A small TextSource used to train and evaluate language models. It has a relatively small vocabulary of 10000 words.

Sampler

A DataSet iterator which sequentially samples Batches from a DataSet for a Propagator. This iterator calls the sub Batch factory method.

dp.Sampler{batch_size, epoch_size}

A constructor having the following arguments:

  • batch_size is a number specifying the number of examples per batch. Defaults to 1024.
  • epoch_size specifies the number of examples presented per epoch. When epoch_size is less than the size of the dataset, the sampler resumes processing the dataset from its ending position the next time sampleEpoch is called. When epoch_size is greater, it loops through the dataset until enough samples are draw. The default (-1) is to use then entire dataset per epoch.
  • ppf is an optional function that preprocesses a Batch into another Batch.

[sampleBatch] sampleEpoch(dataset)

Returns an iterator over a dataset for one epoch. The returned sampleBatch iterator is a function taking one optional argument : batch, which is a Batch. When this argument is provided, its encapsulated memory will be reused. When called, the sampleBatch function returns the next Batch of examples, until the dataset has been iterated through for the duration of an epoch. This method is typically overwritten by sub-classes.

async()

Used in conjuction with a multithreaded dataset to iterate through Batches asynchronously. You can test the async functionality via the alexnet.lua training script.

ShuffleSampler

A subclass of Sampler which iterates over Batches in a dataset by shuffling the example indices before each epoch. This iterator calls the index Batch factory method.

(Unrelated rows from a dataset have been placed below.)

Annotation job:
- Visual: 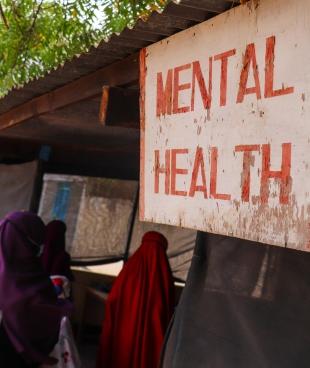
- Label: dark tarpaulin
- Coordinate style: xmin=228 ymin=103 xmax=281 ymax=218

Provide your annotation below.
xmin=162 ymin=233 xmax=310 ymax=368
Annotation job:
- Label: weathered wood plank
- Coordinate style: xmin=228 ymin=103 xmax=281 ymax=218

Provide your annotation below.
xmin=0 ymin=54 xmax=139 ymax=130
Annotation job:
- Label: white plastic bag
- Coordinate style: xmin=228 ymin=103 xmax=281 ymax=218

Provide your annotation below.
xmin=41 ymin=317 xmax=82 ymax=368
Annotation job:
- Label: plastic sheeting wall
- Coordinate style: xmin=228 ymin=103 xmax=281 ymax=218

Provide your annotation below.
xmin=0 ymin=161 xmax=38 ymax=218
xmin=162 ymin=234 xmax=310 ymax=368
xmin=39 ymin=174 xmax=197 ymax=280
xmin=129 ymin=212 xmax=197 ymax=281
xmin=39 ymin=174 xmax=138 ymax=260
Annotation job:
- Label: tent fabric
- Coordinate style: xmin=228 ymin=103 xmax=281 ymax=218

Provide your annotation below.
xmin=39 ymin=174 xmax=138 ymax=260
xmin=39 ymin=174 xmax=197 ymax=281
xmin=0 ymin=161 xmax=38 ymax=218
xmin=129 ymin=211 xmax=197 ymax=281
xmin=161 ymin=233 xmax=310 ymax=368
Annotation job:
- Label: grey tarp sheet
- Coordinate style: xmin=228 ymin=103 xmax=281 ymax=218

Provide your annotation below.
xmin=0 ymin=161 xmax=38 ymax=218
xmin=162 ymin=233 xmax=310 ymax=368
xmin=39 ymin=174 xmax=197 ymax=280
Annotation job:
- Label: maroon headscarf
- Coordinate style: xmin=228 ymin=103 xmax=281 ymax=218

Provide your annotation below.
xmin=41 ymin=220 xmax=74 ymax=281
xmin=97 ymin=231 xmax=174 ymax=368
xmin=0 ymin=212 xmax=72 ymax=364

dp.ShuffleSampler{batch_size, random_seed}

A constructor having the following arguments:

  • batch_size specifies the number of examples per sampled batches. The default is 128.
  • random_seed is a number used to initialize the shuffle generator.

SentenceSampler

A subclass of Sampler which iterates over parallel sentences of equal size one word at a time. The sentences sizes are iterated through randomly. Publishes to the "beginSequence" Mediator Channel before each new Sequence, which prompts the recurrent Modules (like Recurrent and LSTM) to forget the previous sequence of inputs. Note that epoch_size only garantees the minimum number of samples per epoch (more could be sampled). Used for Recurrent Neural Network Language Models.

RandomSampler

A DataSet iterator which randomly samples batches from a dataset. This iterator calls the sample Batch factory method. Unlike the ShuffleSampler, this iterator is not garanteed to sample each example in the dataset during a complete epoch. You can see this Sampler in action via the alexnet.lua training script

TextSampler

A TextSet iterator which is used mostly for recurrent language models. Successive sampled batches are contiguous to each other. So sample i of the jth sampled batch is the sequence of words preceding the sequence of words in sample i of the j+1th batch. When batch_size=1, the entire text will be sampled one sequence at a time in order of appearence in the text.